Haith, however, added that Clark had minor knee surgery this offseason.
“Wes had some loose stuff in his knee, some loose cartilage so we had to clean it up,” Haith said. “He has worked hard this summer but he will be good to go. It’s nothing serious.”
• Haith is eager to see some vocal leaders emerge from this current group, though the odds-on favorites are Clarkson, Brown and senior forward Earnest Ross.
“Gotta have it, can’t win without it,” Haith said. "I see Jordan and Jabari (Brown) moving to the forefront. It’s probably not Jabari’s nature, but I am force-feeding that to him and encouraging him because both have the ability to be the leaders of this team. Even Earnest, he could add leadership.”
• Speaking of Brown, Haith said the 6-foot-5, 214-pound guard looks fantastic after another offseason with strength coach Todor Pandov.
“He is a man right now, a rocked-up guy,” Haith said. “For a guard, he’s got great strength.”

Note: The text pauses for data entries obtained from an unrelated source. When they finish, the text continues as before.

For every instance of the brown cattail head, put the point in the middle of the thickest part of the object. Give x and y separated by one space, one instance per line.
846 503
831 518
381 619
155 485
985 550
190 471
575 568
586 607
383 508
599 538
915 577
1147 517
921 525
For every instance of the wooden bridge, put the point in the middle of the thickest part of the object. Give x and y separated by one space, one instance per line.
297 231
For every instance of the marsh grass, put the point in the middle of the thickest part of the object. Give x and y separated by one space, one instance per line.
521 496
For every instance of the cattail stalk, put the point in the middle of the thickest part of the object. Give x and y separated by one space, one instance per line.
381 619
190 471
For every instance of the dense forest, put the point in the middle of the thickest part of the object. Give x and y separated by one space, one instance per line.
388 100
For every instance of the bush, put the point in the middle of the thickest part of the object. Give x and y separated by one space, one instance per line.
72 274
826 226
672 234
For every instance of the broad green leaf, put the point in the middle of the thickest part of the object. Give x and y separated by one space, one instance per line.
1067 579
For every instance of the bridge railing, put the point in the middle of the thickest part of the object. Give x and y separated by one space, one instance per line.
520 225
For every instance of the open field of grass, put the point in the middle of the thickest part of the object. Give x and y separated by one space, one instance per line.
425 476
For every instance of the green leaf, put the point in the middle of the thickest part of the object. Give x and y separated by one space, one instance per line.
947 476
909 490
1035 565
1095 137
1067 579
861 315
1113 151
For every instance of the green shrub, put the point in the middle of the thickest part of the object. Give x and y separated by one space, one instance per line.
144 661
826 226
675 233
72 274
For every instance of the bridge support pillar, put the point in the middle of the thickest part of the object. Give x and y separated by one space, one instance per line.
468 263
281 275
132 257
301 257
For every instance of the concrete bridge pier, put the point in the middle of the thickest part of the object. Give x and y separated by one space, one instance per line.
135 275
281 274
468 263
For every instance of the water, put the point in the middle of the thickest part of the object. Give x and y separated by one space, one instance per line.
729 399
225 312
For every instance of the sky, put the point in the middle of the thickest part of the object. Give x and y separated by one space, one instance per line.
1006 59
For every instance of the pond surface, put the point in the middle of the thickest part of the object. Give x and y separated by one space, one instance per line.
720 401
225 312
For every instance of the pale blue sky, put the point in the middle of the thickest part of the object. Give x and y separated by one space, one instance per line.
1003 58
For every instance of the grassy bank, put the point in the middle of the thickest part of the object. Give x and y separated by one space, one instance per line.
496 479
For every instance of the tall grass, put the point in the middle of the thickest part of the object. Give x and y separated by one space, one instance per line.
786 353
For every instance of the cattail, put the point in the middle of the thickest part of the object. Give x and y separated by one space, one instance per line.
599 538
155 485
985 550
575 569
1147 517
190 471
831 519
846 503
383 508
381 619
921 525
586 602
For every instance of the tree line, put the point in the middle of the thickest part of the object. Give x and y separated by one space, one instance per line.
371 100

• Haith said Baylor transfer Deuce Bello, a 6-foot-4 swingman who will sit out the upcoming season, had surgery to repair a stress fracture this offseason.
“It was his tibia, but he’s fine,” Haith said. “He’s been rehabbing and he’ll be good to go.”
• Haith is also high on Louisville transfer Zach Price, a 6-foot-11 center who will become eligible in 2014.
“He is like Keanau, he moves well for a guy his size,” Haith said. “He’s a lefty post guy too, which is a great quality to have. He’s been coached, he works hard and he gives us another big body with a presence.”
• For those wondering why Missouri scheduled a home exhibition game against Oklahoma City University this season (instead of another in-state school), Haith said his personal relationship with OCU coach Dionne Phelps played a big role.
“We’ve played in-state guys every year, this is just something different,” Haith said. “I’m friends with the coach there, and he and I talked about playing. It’s nothing more than that. We always try to play in-state opponents and we’ll more than likely continue to do that.”